5. In data 25.1.2024 è stata depositata una memoria autorizzata ex art. 5 l.
184/1983 nell’interesse della coppia collocataria, con cui si riferisce quanto
segue:
‣ con provvedimento del 02.11.2020 è stata comunicata la decisione del
tribunale minorile di collocare il minore presso di loro e, poco dopo, i signori
hanno conosciuto C; da quel momento è iniziato il percorso di avvicinamento
che si è concluso con lo stabile inserimento del bambino presso i collocatari in
data 26.11.2020 (dopo circa un mese trascorso presso altra famiglia di pronto
intervento); all’epoca il bambino aveva circa un anno e mezzo;
‣durante il periodo del collocamento a rischio giuridico C. ha incontrato la
mamma R. con incontri protetti con cadenza mensile per la durata di un’ora
presso un luogo neutro indicato dal Comune di C.; gli incontri si sono svolti
sino al mese di settembre 2023;
‣ Dopo una prima fase di “assestamento” C. è oggi un bambino sereno che
sente di avere un futuro garantito dalla presenza affettuosa e strutturante di
quelli che ormai considera i suoi genitori. C. ha oggi quasi cinque anni e ha
vissuto la gran parte della sua vita nel nucleo familiare dei collocatari.
Attualmente il bambino frequenta il secondo anno della scuola dell’infanzia
bilingue ed ha instaurato ottime relazioni sia con le maestre sia con i compagni
(ved. relazione – doc. 02).
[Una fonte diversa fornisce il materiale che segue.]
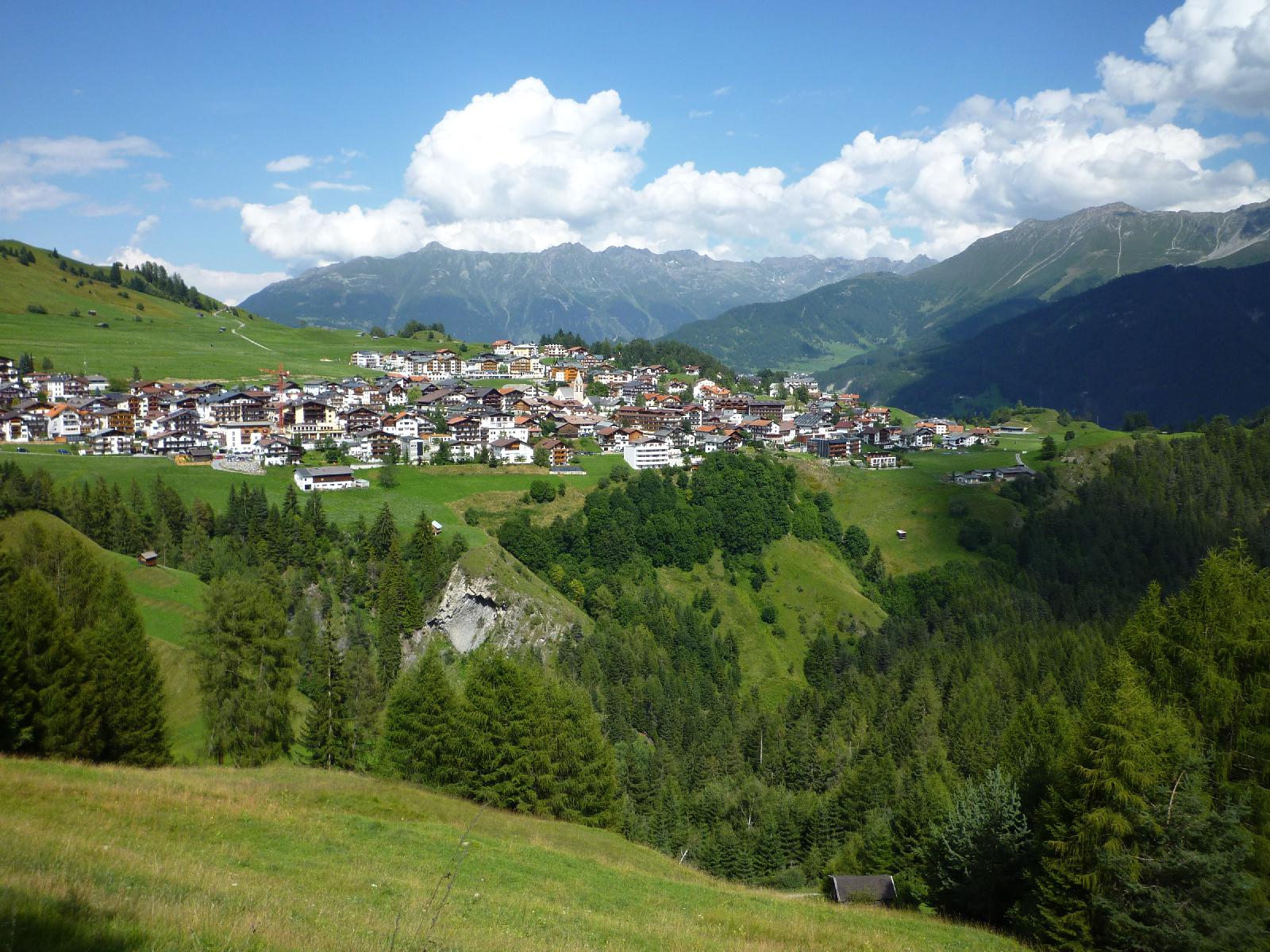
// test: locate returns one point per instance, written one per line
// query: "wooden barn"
(879, 890)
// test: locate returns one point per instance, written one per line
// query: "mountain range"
(996, 278)
(620, 292)
(1172, 342)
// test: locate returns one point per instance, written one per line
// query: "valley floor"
(294, 858)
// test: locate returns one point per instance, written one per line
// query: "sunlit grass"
(290, 858)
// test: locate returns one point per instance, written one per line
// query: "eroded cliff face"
(495, 606)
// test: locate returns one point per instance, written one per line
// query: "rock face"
(483, 607)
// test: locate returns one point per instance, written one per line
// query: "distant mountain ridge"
(996, 278)
(620, 292)
(1175, 343)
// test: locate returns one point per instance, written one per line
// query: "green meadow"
(164, 340)
(438, 490)
(294, 858)
(806, 585)
(916, 498)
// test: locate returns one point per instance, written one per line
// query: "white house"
(651, 454)
(327, 478)
(512, 452)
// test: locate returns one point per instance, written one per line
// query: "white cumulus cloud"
(144, 228)
(338, 187)
(525, 169)
(1210, 52)
(290, 163)
(526, 154)
(29, 163)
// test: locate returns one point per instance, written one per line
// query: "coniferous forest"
(1070, 740)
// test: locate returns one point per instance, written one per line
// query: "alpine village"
(891, 571)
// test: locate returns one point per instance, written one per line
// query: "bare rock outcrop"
(497, 606)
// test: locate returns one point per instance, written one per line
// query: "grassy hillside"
(290, 858)
(444, 492)
(914, 498)
(169, 340)
(810, 587)
(168, 601)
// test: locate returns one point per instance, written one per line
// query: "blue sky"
(150, 132)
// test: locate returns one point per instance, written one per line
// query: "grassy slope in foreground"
(292, 858)
(171, 342)
(169, 601)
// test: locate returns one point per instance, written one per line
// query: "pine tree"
(425, 734)
(67, 719)
(381, 535)
(398, 612)
(1127, 750)
(328, 734)
(129, 683)
(978, 854)
(1204, 651)
(582, 761)
(503, 704)
(425, 552)
(245, 672)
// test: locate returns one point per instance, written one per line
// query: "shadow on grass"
(32, 922)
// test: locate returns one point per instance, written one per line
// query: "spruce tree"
(1127, 750)
(245, 672)
(129, 683)
(503, 704)
(328, 729)
(425, 736)
(978, 854)
(398, 612)
(582, 762)
(425, 552)
(383, 533)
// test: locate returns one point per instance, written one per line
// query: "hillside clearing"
(292, 858)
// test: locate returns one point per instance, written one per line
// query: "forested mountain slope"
(1175, 343)
(992, 281)
(949, 743)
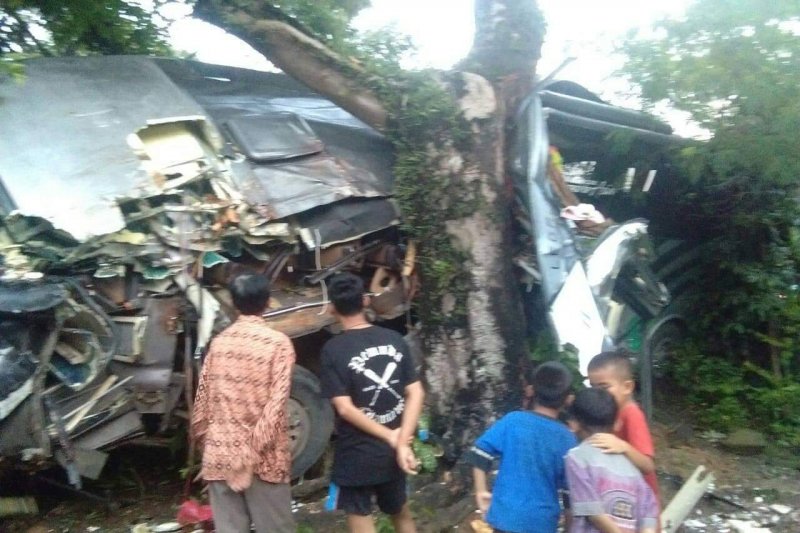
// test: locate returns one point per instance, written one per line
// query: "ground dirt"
(143, 485)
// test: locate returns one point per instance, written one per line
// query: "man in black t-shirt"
(369, 375)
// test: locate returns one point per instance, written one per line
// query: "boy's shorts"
(390, 497)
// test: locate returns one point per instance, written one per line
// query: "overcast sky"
(442, 31)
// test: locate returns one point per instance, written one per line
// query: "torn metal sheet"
(78, 112)
(81, 112)
(684, 501)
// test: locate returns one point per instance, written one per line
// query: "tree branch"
(26, 30)
(299, 56)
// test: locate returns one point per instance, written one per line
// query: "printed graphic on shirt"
(377, 374)
(620, 505)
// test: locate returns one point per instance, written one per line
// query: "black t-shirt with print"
(372, 366)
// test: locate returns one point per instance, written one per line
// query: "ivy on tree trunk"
(449, 132)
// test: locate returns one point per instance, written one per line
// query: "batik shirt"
(240, 413)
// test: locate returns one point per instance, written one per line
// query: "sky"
(442, 32)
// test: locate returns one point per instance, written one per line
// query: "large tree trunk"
(471, 371)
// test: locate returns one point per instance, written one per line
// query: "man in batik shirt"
(240, 418)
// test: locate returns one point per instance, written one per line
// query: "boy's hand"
(609, 443)
(407, 460)
(483, 499)
(393, 437)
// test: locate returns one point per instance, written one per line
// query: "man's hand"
(483, 499)
(241, 479)
(407, 460)
(609, 443)
(393, 438)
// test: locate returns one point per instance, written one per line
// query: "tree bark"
(471, 373)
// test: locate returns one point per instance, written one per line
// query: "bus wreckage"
(133, 189)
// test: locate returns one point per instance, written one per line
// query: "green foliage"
(425, 126)
(545, 348)
(79, 27)
(327, 21)
(726, 395)
(384, 524)
(734, 65)
(426, 455)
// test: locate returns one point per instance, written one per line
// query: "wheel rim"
(299, 426)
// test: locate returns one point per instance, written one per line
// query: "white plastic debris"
(742, 526)
(696, 524)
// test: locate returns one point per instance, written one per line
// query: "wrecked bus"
(133, 188)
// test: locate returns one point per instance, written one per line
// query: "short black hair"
(552, 383)
(250, 293)
(595, 410)
(618, 359)
(346, 292)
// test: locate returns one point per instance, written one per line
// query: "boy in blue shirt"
(531, 446)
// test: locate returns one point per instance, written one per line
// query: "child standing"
(531, 446)
(369, 375)
(613, 372)
(607, 491)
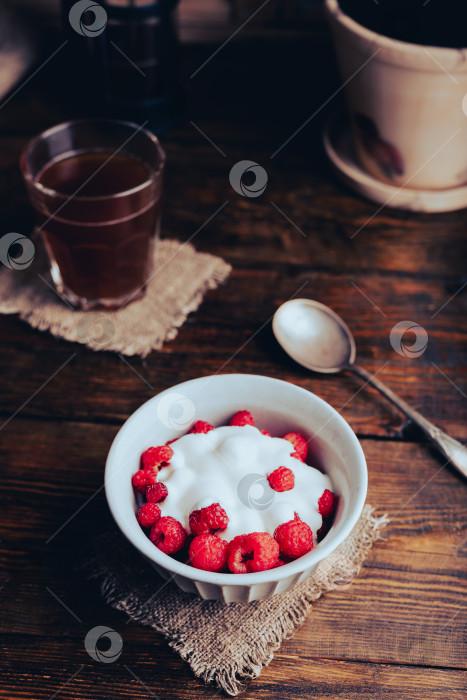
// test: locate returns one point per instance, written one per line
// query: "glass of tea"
(96, 190)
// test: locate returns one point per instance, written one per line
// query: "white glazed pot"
(276, 405)
(407, 103)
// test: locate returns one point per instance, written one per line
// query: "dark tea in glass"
(96, 188)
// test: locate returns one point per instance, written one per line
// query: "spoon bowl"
(314, 336)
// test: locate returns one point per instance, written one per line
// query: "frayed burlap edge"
(231, 662)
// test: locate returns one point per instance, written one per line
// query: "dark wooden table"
(398, 631)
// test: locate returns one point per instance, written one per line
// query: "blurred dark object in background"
(123, 59)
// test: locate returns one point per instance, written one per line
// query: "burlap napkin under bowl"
(180, 278)
(224, 644)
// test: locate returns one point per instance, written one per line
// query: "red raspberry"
(281, 479)
(201, 426)
(143, 478)
(168, 534)
(242, 418)
(208, 552)
(207, 520)
(326, 503)
(254, 552)
(156, 457)
(299, 443)
(148, 514)
(295, 538)
(156, 493)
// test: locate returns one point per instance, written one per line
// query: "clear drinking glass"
(96, 189)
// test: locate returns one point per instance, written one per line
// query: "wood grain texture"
(398, 632)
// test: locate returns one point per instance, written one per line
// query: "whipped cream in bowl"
(229, 465)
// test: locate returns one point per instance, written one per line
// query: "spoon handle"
(453, 450)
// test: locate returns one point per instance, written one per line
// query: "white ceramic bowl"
(276, 405)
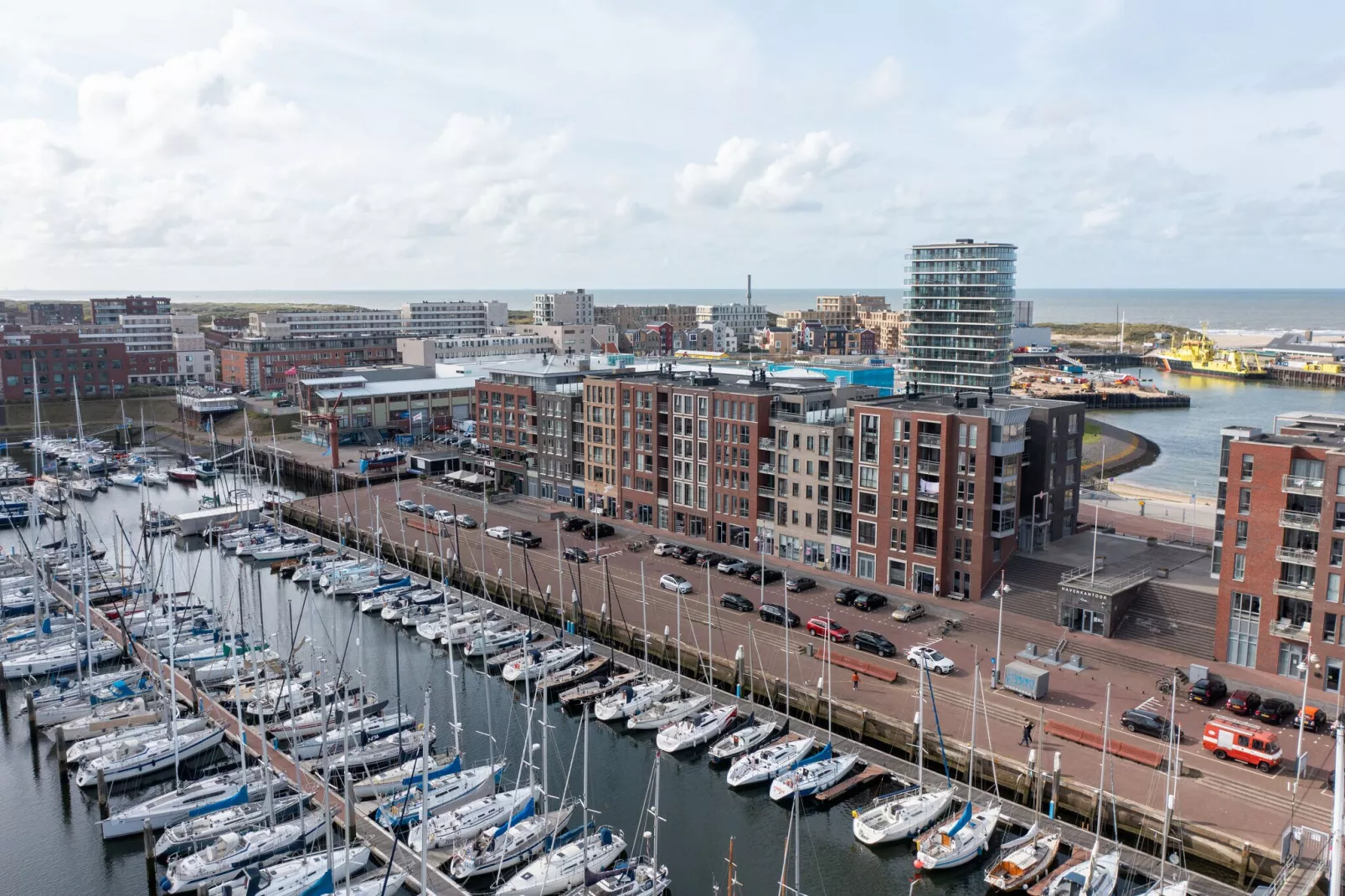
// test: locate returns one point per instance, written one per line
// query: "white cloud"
(778, 178)
(884, 84)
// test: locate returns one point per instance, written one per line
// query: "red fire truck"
(1243, 742)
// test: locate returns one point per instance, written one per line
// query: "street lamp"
(997, 676)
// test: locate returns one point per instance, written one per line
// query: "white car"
(676, 583)
(931, 660)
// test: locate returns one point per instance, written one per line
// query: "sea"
(1223, 310)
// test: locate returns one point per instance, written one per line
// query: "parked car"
(870, 600)
(846, 596)
(931, 660)
(1147, 721)
(873, 643)
(525, 540)
(908, 612)
(1275, 711)
(823, 627)
(734, 600)
(1314, 718)
(765, 574)
(1207, 690)
(779, 615)
(676, 583)
(1243, 703)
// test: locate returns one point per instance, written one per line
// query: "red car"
(823, 627)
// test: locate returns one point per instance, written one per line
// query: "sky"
(428, 146)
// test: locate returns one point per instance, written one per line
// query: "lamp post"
(997, 676)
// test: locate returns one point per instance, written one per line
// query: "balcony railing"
(1300, 519)
(1302, 486)
(1298, 590)
(1301, 556)
(1291, 630)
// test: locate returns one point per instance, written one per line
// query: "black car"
(1275, 711)
(1207, 690)
(846, 596)
(874, 643)
(747, 571)
(765, 574)
(525, 538)
(870, 600)
(1147, 723)
(779, 615)
(734, 600)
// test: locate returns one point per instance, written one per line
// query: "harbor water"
(49, 826)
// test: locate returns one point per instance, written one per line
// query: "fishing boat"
(907, 813)
(696, 729)
(1198, 354)
(741, 740)
(467, 821)
(234, 851)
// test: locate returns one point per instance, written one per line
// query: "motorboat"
(1023, 860)
(812, 775)
(698, 728)
(467, 821)
(959, 840)
(667, 712)
(563, 868)
(765, 763)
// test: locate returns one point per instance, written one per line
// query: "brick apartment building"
(257, 362)
(58, 362)
(1280, 545)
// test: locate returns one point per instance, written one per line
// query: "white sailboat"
(907, 814)
(963, 838)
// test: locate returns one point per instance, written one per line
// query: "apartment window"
(1245, 625)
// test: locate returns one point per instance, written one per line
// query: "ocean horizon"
(1220, 310)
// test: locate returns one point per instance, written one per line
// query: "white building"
(428, 353)
(741, 319)
(569, 307)
(281, 324)
(452, 317)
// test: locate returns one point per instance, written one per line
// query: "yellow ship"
(1198, 354)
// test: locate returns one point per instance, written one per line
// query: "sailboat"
(966, 837)
(1096, 876)
(907, 814)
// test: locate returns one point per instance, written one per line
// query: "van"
(1242, 742)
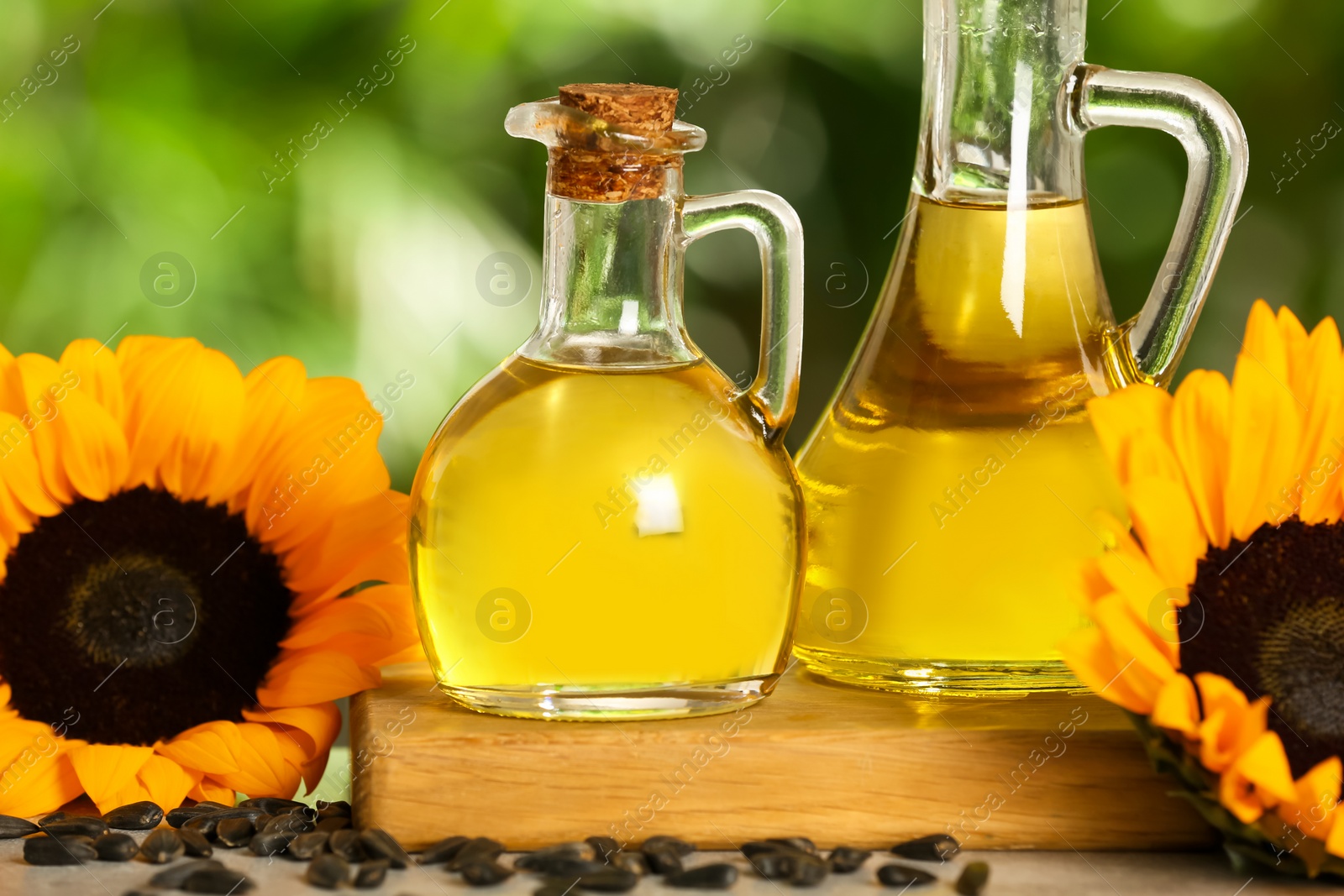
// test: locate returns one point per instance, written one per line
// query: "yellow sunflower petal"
(315, 727)
(273, 394)
(315, 676)
(1090, 658)
(1178, 707)
(1312, 810)
(105, 770)
(19, 469)
(167, 782)
(1231, 723)
(369, 531)
(73, 432)
(1132, 411)
(1166, 523)
(202, 748)
(326, 463)
(1321, 385)
(1200, 432)
(185, 405)
(1263, 340)
(214, 792)
(38, 782)
(1260, 779)
(1133, 638)
(97, 374)
(1263, 437)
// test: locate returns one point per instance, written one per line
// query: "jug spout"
(994, 129)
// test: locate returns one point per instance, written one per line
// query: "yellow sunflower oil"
(602, 532)
(953, 484)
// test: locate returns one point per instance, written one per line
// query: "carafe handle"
(1215, 145)
(779, 234)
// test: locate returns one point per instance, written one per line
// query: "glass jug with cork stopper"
(606, 526)
(953, 481)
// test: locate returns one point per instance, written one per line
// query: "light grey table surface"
(1025, 873)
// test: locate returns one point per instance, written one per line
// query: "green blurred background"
(159, 130)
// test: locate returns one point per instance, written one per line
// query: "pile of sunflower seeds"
(339, 856)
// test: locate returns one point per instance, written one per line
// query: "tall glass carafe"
(606, 526)
(953, 483)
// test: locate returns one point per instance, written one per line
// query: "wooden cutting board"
(835, 763)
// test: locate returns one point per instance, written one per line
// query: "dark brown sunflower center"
(134, 610)
(139, 617)
(1268, 616)
(1301, 663)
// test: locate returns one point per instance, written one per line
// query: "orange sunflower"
(1220, 618)
(194, 564)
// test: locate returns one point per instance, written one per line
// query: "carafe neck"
(994, 125)
(612, 282)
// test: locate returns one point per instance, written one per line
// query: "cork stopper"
(638, 107)
(605, 175)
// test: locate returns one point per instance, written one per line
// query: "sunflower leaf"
(355, 589)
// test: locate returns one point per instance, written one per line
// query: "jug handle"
(1215, 147)
(779, 234)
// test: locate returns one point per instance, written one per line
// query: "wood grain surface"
(839, 765)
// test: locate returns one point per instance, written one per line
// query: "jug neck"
(995, 129)
(612, 282)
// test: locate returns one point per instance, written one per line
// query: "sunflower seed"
(327, 872)
(662, 860)
(484, 872)
(605, 846)
(58, 851)
(338, 809)
(380, 844)
(633, 862)
(774, 866)
(234, 833)
(371, 873)
(272, 805)
(443, 851)
(679, 846)
(974, 879)
(116, 848)
(846, 860)
(161, 846)
(206, 822)
(181, 815)
(904, 876)
(757, 846)
(218, 880)
(934, 848)
(309, 846)
(718, 876)
(77, 826)
(801, 844)
(272, 844)
(808, 869)
(175, 876)
(346, 844)
(11, 828)
(143, 815)
(544, 862)
(195, 844)
(293, 824)
(577, 849)
(476, 849)
(605, 879)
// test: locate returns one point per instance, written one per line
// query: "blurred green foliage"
(160, 128)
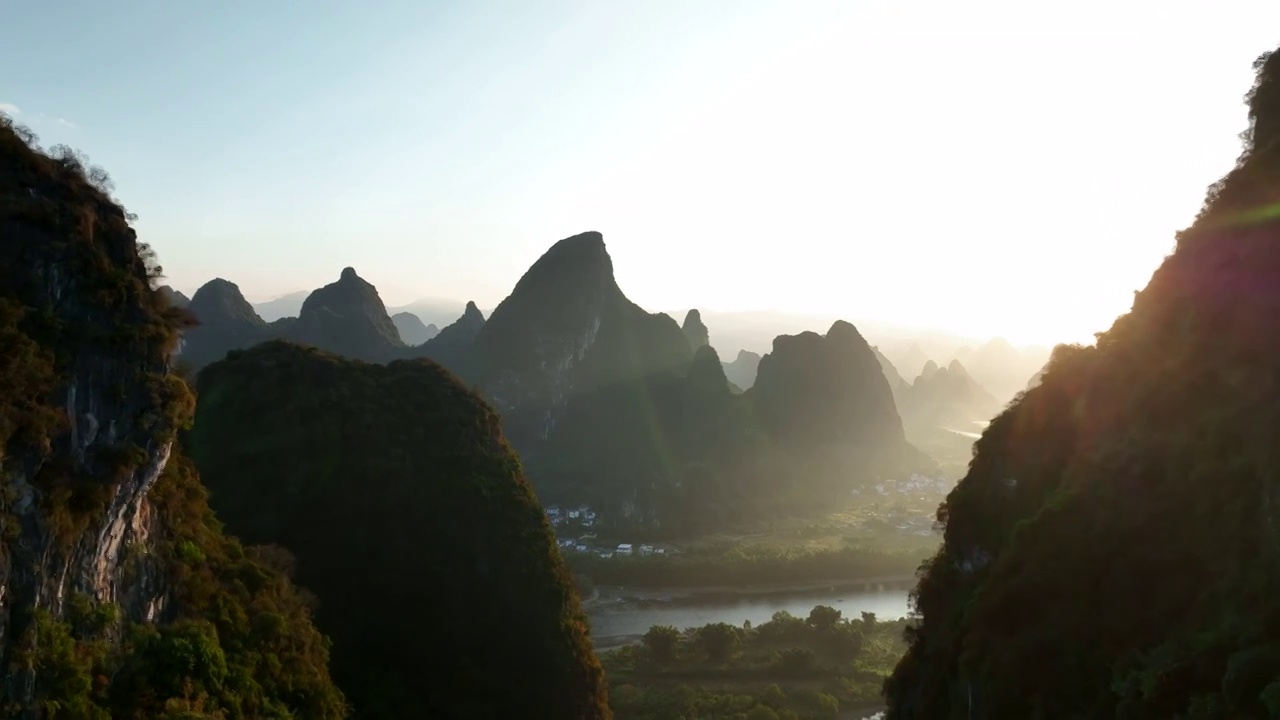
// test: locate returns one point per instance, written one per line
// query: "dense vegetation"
(1112, 551)
(435, 568)
(227, 637)
(790, 668)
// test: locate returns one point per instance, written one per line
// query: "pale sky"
(1013, 168)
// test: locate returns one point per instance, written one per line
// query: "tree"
(662, 642)
(846, 641)
(718, 641)
(762, 712)
(824, 618)
(796, 661)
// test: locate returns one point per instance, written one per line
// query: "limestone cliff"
(347, 317)
(567, 328)
(100, 523)
(826, 397)
(225, 322)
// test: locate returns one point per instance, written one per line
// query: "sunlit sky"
(1013, 168)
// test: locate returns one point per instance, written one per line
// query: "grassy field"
(821, 668)
(880, 536)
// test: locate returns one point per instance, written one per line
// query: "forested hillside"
(411, 520)
(1114, 548)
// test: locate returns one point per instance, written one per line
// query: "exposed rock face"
(741, 370)
(227, 322)
(695, 331)
(466, 609)
(411, 328)
(567, 328)
(947, 397)
(100, 406)
(348, 318)
(1123, 511)
(92, 507)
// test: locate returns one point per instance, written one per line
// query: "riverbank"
(608, 595)
(832, 668)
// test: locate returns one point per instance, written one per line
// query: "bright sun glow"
(991, 168)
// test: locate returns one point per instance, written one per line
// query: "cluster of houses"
(917, 484)
(581, 515)
(586, 545)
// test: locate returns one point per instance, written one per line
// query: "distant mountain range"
(609, 402)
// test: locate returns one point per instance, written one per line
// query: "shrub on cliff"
(87, 415)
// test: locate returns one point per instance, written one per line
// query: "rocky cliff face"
(1112, 550)
(88, 414)
(348, 318)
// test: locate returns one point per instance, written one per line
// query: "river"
(616, 621)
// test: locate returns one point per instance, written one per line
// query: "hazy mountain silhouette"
(227, 322)
(284, 306)
(695, 331)
(347, 317)
(411, 328)
(741, 370)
Il rapporto che si è strutturato con la coppia in
questi oltre tre anni di accoglienza ha ormai i caratteri della naturalezza e della
sicurezza, tanto che C. riconosce nei collocatari le figure esclusive di
riferimento; nel tempo C. ha anche costruito legami di profondo affetto con
tutta la famiglia allargata e con gli amici dei collocatari.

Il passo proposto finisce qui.